Private blogs are not very popular, for the obvious reason that most people who blog want their posts to be read by as many people as possible. A more popular solution, then, is to blog anonymously. John Palfrey, director of Harvard University’s Berkman Center for the Internet & Society, told NPR’s Talk of the Nation that an anonymous blog is a good, though not infallible, way for a blogger to protect against possible repercussions:
Now it’s obviously possible to determine who the anonymous or pseudonymous person is, so you don’t want to go too far with this, and obviously law enforcement needs a way to get in and find out if something really gets to an egregious level. But certainly if you do feel the need to say something about your corporation and it’s negative, it obviously would be sensible not to disclose who you are.
Anonymity is not an infallible shield, of course. Even if most of the blogger’s readers do not know who he or she is or where he or she works, the blogger’s employer or co-workers might be able to figure it out from the incidents described in the blog, and though they would have trouble arguing that such posts damage the company’s reputation, they might be able to argue that it sows disharmony within the company, and fire the blogger for that reason.
Still, whether blogging anonymously or under your own name, a good rule of thumb in blogging is that if a blogger has bad things to say about someone at work, it is better not to “name names.” A blogger is less likely to get into trouble if he or she does not mention the names, or even the functions, of the people he or she complains about.
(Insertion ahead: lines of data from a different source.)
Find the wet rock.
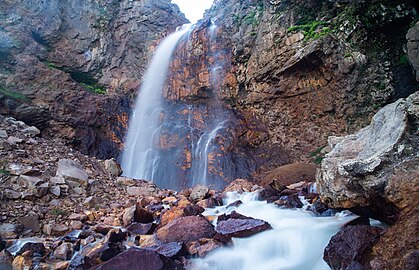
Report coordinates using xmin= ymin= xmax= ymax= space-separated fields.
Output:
xmin=186 ymin=238 xmax=224 ymax=257
xmin=0 ymin=223 xmax=23 ymax=239
xmin=122 ymin=205 xmax=154 ymax=226
xmin=97 ymin=248 xmax=164 ymax=270
xmin=54 ymin=243 xmax=73 ymax=261
xmin=317 ymin=93 xmax=419 ymax=224
xmin=57 ymin=159 xmax=89 ymax=186
xmin=50 ymin=224 xmax=70 ymax=236
xmin=224 ymin=179 xmax=255 ymax=193
xmin=215 ymin=218 xmax=272 ymax=242
xmin=189 ymin=185 xmax=209 ymax=202
xmin=17 ymin=213 xmax=41 ymax=233
xmin=105 ymin=158 xmax=122 ymax=176
xmin=323 ymin=225 xmax=382 ymax=270
xmin=406 ymin=23 xmax=419 ymax=82
xmin=260 ymin=163 xmax=317 ymax=192
xmin=0 ymin=250 xmax=13 ymax=270
xmin=0 ymin=237 xmax=6 ymax=252
xmin=126 ymin=222 xmax=157 ymax=235
xmin=159 ymin=204 xmax=205 ymax=228
xmin=22 ymin=127 xmax=41 ymax=136
xmin=16 ymin=242 xmax=46 ymax=257
xmin=274 ymin=194 xmax=303 ymax=208
xmin=157 ymin=216 xmax=215 ymax=243
xmin=145 ymin=242 xmax=184 ymax=258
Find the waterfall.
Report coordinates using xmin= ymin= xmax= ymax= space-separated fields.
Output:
xmin=192 ymin=193 xmax=356 ymax=270
xmin=121 ymin=24 xmax=192 ymax=180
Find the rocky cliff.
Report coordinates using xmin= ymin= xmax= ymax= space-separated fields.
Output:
xmin=0 ymin=0 xmax=187 ymax=157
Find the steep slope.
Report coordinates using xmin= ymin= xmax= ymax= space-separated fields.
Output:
xmin=0 ymin=0 xmax=187 ymax=157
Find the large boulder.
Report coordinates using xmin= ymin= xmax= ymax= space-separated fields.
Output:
xmin=323 ymin=225 xmax=381 ymax=270
xmin=406 ymin=22 xmax=419 ymax=82
xmin=317 ymin=93 xmax=419 ymax=224
xmin=157 ymin=216 xmax=215 ymax=243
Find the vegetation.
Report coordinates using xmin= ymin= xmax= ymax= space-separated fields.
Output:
xmin=0 ymin=85 xmax=31 ymax=102
xmin=288 ymin=21 xmax=332 ymax=41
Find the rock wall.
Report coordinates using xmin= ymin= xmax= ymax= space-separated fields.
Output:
xmin=0 ymin=0 xmax=187 ymax=157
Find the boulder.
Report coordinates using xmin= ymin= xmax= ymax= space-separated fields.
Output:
xmin=105 ymin=158 xmax=122 ymax=177
xmin=97 ymin=248 xmax=164 ymax=270
xmin=224 ymin=179 xmax=255 ymax=193
xmin=215 ymin=218 xmax=272 ymax=242
xmin=260 ymin=163 xmax=317 ymax=192
xmin=406 ymin=22 xmax=419 ymax=82
xmin=157 ymin=216 xmax=215 ymax=243
xmin=57 ymin=159 xmax=89 ymax=186
xmin=323 ymin=225 xmax=382 ymax=270
xmin=317 ymin=92 xmax=419 ymax=224
xmin=17 ymin=213 xmax=41 ymax=233
xmin=189 ymin=185 xmax=209 ymax=202
xmin=0 ymin=223 xmax=23 ymax=239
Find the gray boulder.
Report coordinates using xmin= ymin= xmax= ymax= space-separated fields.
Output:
xmin=317 ymin=93 xmax=419 ymax=223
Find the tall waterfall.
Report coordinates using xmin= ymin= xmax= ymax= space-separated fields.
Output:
xmin=122 ymin=22 xmax=248 ymax=190
xmin=121 ymin=24 xmax=192 ymax=184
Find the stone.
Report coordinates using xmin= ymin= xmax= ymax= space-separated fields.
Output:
xmin=317 ymin=93 xmax=419 ymax=224
xmin=51 ymin=224 xmax=70 ymax=236
xmin=17 ymin=213 xmax=41 ymax=233
xmin=105 ymin=158 xmax=122 ymax=177
xmin=70 ymin=220 xmax=83 ymax=230
xmin=7 ymin=136 xmax=23 ymax=145
xmin=260 ymin=163 xmax=317 ymax=192
xmin=215 ymin=218 xmax=272 ymax=242
xmin=159 ymin=204 xmax=205 ymax=228
xmin=126 ymin=222 xmax=156 ymax=235
xmin=57 ymin=159 xmax=89 ymax=186
xmin=406 ymin=22 xmax=419 ymax=82
xmin=0 ymin=129 xmax=8 ymax=139
xmin=22 ymin=126 xmax=41 ymax=136
xmin=156 ymin=216 xmax=215 ymax=243
xmin=189 ymin=185 xmax=209 ymax=202
xmin=323 ymin=225 xmax=382 ymax=270
xmin=0 ymin=223 xmax=23 ymax=239
xmin=4 ymin=189 xmax=22 ymax=200
xmin=0 ymin=250 xmax=13 ymax=270
xmin=186 ymin=238 xmax=224 ymax=258
xmin=54 ymin=242 xmax=73 ymax=261
xmin=97 ymin=248 xmax=164 ymax=270
xmin=224 ymin=179 xmax=254 ymax=193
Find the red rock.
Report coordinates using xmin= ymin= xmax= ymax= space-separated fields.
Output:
xmin=323 ymin=225 xmax=382 ymax=270
xmin=215 ymin=218 xmax=272 ymax=242
xmin=97 ymin=248 xmax=164 ymax=270
xmin=157 ymin=216 xmax=215 ymax=243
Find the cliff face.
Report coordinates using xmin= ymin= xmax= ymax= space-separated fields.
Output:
xmin=0 ymin=0 xmax=186 ymax=157
xmin=199 ymin=0 xmax=418 ymax=165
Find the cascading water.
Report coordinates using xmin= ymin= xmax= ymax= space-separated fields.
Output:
xmin=121 ymin=22 xmax=248 ymax=190
xmin=121 ymin=24 xmax=192 ymax=180
xmin=192 ymin=193 xmax=356 ymax=270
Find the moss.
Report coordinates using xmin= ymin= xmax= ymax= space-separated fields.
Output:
xmin=287 ymin=21 xmax=333 ymax=41
xmin=0 ymin=85 xmax=32 ymax=103
xmin=399 ymin=54 xmax=409 ymax=66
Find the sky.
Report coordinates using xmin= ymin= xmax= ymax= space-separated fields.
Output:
xmin=172 ymin=0 xmax=214 ymax=23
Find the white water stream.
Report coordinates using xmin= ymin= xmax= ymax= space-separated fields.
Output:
xmin=121 ymin=24 xmax=192 ymax=180
xmin=192 ymin=193 xmax=356 ymax=270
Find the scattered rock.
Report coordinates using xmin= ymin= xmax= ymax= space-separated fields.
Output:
xmin=323 ymin=225 xmax=382 ymax=270
xmin=57 ymin=159 xmax=89 ymax=186
xmin=157 ymin=216 xmax=215 ymax=243
xmin=215 ymin=218 xmax=272 ymax=242
xmin=17 ymin=213 xmax=41 ymax=233
xmin=97 ymin=248 xmax=164 ymax=270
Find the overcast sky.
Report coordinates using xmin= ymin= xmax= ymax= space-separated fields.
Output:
xmin=172 ymin=0 xmax=214 ymax=23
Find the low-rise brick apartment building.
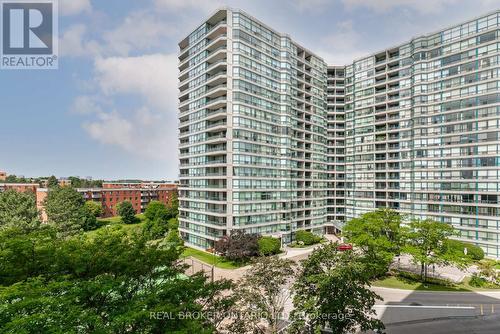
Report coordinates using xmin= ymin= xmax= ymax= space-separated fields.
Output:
xmin=77 ymin=182 xmax=177 ymax=217
xmin=0 ymin=177 xmax=177 ymax=221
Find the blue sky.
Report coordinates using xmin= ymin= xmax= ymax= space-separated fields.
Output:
xmin=0 ymin=0 xmax=499 ymax=179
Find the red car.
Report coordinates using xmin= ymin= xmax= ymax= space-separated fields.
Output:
xmin=337 ymin=244 xmax=352 ymax=252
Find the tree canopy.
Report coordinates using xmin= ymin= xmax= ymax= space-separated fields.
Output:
xmin=0 ymin=189 xmax=40 ymax=232
xmin=342 ymin=209 xmax=404 ymax=276
xmin=292 ymin=243 xmax=384 ymax=334
xmin=0 ymin=225 xmax=231 ymax=334
xmin=44 ymin=186 xmax=97 ymax=237
xmin=117 ymin=201 xmax=137 ymax=224
xmin=404 ymin=219 xmax=458 ymax=282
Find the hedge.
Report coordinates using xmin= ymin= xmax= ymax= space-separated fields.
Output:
xmin=295 ymin=230 xmax=323 ymax=246
xmin=447 ymin=240 xmax=484 ymax=261
xmin=258 ymin=237 xmax=281 ymax=256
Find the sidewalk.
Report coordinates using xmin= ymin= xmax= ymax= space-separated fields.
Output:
xmin=391 ymin=254 xmax=468 ymax=283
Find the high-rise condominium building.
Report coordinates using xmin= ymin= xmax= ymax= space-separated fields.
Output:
xmin=179 ymin=9 xmax=500 ymax=257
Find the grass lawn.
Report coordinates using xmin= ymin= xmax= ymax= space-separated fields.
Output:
xmin=372 ymin=276 xmax=474 ymax=291
xmin=182 ymin=247 xmax=245 ymax=269
xmin=97 ymin=213 xmax=146 ymax=225
xmin=372 ymin=276 xmax=500 ymax=291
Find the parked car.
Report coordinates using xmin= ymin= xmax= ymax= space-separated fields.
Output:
xmin=337 ymin=244 xmax=352 ymax=252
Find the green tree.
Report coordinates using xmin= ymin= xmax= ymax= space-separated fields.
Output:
xmin=47 ymin=175 xmax=59 ymax=188
xmin=44 ymin=186 xmax=96 ymax=237
xmin=85 ymin=201 xmax=104 ymax=218
xmin=118 ymin=201 xmax=137 ymax=224
xmin=295 ymin=230 xmax=322 ymax=246
xmin=143 ymin=201 xmax=170 ymax=240
xmin=215 ymin=230 xmax=259 ymax=262
xmin=0 ymin=190 xmax=40 ymax=232
xmin=342 ymin=209 xmax=404 ymax=276
xmin=258 ymin=236 xmax=281 ymax=256
xmin=0 ymin=225 xmax=60 ymax=284
xmin=228 ymin=256 xmax=295 ymax=334
xmin=291 ymin=243 xmax=384 ymax=334
xmin=404 ymin=219 xmax=458 ymax=282
xmin=0 ymin=225 xmax=232 ymax=334
xmin=166 ymin=228 xmax=184 ymax=246
xmin=144 ymin=201 xmax=170 ymax=224
xmin=167 ymin=191 xmax=179 ymax=218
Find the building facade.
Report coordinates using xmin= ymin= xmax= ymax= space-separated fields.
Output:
xmin=179 ymin=10 xmax=327 ymax=248
xmin=77 ymin=182 xmax=177 ymax=217
xmin=179 ymin=9 xmax=500 ymax=257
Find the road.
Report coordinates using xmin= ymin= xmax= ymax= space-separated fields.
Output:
xmin=373 ymin=287 xmax=500 ymax=334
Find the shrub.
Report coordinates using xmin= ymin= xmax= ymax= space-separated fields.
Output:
xmin=295 ymin=230 xmax=323 ymax=246
xmin=215 ymin=230 xmax=259 ymax=262
xmin=396 ymin=270 xmax=455 ymax=287
xmin=447 ymin=240 xmax=484 ymax=261
xmin=258 ymin=237 xmax=281 ymax=256
xmin=144 ymin=201 xmax=170 ymax=224
xmin=469 ymin=274 xmax=487 ymax=288
xmin=118 ymin=201 xmax=137 ymax=224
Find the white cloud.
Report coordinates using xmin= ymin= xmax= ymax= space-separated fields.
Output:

In other words, a blogger should feel free to “vent,” but not to be too specific about who is the subject of all the venting.
Conclusion: Setting Standards
Only a few years ago, many of the above issues were involved with the use of e-mail by employees. Now, most employers have developed policies on e-mail use, so they and their employees will know what is and is not acceptable in terms of e-mail use. Recently, an internet security company encouraged employers to set similar standards for “acceptable blog use.” It seems likely that within a few years, it will be the norm for employers to establish blogging standards, a list of rules telling employees what they can and cannot say about work on their blogs. Such standards would make it harder for a blogger to say all he or she might want to say about work, but they would also take away the air of uncertainty that currently surrounds the issue, and it would make it harder for an employer to fire a blogger for a type of posting that is not included in the list of standards.
Another solution adopted by some companies is to create company blogs, on which employees can post during work hours. With these blogs, employees can have the enjoyment of posting about work and telling the public what they do, and employers can set standards for what the employees can and cannot post about. By doing this, the employer can channel the energy of bloggers into a positive public-relations operation for the company.
Whatever happens, several things are very clear. One is that blogging is here to stay. Another is that, as long as blogging remains unprofitable, most bloggers will need to have day jobs. Still another is that many people will want to blog about their day jobs. And the most important thing of all is that bloggers should be careful what they say about their day jobs – lest they wind up adding to the list of people who have been “dooced.”